Diplomatic relations between Saudi Arabia and the United Kingdom have hit an all-time low, with Saudi officials saying they are “insulted” by a new British parliamentary inquiry that will review the UK’s dealings with Saudi Arabia and Bahrain.

In an interview aired by the UK’s BBC last night, the Saudi ambassador in London, Prince Mohammed Bin Nawaf Al-Saud, said the country would review its dealings with the UK in light of the UK Foreign Affairs Committee (FAC) inquiry, which comes after the publication of an FAC report that touches on Saudi Arabia’s close relationship with Bahrain.

Britain has criticised Bahrain’s response to putting down opposition unrest in the country in the wake of the Arab uprisings. Saudi Arabia sent troops into Bahrain in 2011, amid claims Iran was supporting Shia opposition forces in the kingdom.

“Saudi Arabia’s relations with the GCC are an internal matter among the six countries and we will not tolerate or accept any foreign interference in the workings of the GCC,” Al-Saud said.

Al-Saud denied Saudi troops played any role in putting down unrest in Bahrain at the height of the protests last year.
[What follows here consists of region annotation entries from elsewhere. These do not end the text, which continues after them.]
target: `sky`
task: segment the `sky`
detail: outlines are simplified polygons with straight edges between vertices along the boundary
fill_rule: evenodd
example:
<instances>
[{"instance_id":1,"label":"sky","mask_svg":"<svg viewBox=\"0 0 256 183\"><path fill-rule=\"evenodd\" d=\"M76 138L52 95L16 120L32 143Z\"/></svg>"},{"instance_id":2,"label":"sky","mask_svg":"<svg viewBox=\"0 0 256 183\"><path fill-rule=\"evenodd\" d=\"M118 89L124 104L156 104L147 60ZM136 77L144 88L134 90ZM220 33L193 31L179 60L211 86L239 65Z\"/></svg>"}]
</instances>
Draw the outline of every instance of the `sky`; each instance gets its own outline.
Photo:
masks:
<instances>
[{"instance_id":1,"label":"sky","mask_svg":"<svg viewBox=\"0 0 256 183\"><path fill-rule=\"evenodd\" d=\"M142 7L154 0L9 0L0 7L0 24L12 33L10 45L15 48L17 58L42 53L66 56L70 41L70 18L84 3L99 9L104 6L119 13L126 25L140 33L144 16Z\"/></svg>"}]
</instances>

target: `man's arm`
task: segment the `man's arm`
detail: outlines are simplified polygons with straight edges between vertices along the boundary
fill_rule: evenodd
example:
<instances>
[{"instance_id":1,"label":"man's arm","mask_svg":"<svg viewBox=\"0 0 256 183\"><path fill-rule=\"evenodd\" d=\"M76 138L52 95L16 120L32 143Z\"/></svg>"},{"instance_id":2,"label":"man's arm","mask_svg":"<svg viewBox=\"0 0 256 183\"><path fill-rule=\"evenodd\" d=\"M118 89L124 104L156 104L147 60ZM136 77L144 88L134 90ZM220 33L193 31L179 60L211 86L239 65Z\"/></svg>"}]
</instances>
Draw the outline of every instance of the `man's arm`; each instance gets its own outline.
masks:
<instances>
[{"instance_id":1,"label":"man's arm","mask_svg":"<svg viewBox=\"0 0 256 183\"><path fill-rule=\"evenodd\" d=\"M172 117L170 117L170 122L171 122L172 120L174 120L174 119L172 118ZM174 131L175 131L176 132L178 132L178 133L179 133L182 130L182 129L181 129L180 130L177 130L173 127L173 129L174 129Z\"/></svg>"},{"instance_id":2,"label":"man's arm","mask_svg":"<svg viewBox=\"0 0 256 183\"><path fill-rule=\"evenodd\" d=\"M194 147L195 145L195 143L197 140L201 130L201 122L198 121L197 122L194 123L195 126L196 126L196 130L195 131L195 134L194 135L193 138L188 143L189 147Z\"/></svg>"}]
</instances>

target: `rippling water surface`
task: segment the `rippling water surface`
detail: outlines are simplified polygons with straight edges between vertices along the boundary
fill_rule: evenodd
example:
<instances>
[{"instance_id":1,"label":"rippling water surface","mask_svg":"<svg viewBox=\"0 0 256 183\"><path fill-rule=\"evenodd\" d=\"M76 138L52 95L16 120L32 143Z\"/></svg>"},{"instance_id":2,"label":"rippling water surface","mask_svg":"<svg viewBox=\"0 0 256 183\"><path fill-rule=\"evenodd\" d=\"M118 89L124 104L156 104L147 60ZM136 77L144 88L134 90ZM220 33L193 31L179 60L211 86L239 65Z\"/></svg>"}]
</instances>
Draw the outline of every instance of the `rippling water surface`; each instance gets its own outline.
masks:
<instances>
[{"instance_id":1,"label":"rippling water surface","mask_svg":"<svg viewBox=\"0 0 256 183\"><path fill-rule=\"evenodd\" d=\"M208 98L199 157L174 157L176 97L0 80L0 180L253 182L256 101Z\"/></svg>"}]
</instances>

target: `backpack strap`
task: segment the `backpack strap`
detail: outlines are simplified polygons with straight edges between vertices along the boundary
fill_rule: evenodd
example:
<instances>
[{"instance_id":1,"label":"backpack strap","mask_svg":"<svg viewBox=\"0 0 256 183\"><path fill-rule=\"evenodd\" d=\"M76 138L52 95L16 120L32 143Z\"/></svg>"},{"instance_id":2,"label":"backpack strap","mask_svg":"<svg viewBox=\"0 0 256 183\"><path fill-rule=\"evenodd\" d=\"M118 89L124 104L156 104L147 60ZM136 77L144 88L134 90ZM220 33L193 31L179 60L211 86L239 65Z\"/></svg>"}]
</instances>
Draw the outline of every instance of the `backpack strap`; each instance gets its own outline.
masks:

“As a GCC member, [Saudi Arabia] sent a brigade of specialised units to secure and protect critical Bahraini installations and infrastructure,” he said. “Saudi forces have not engaged in any security operations against Bahraini citizens.”

The FAC inquiry will investigate the UK’s dealings with both Saudi Arabia and Bahrain and how the UK balances its human rights position with trade, defence and security relationships.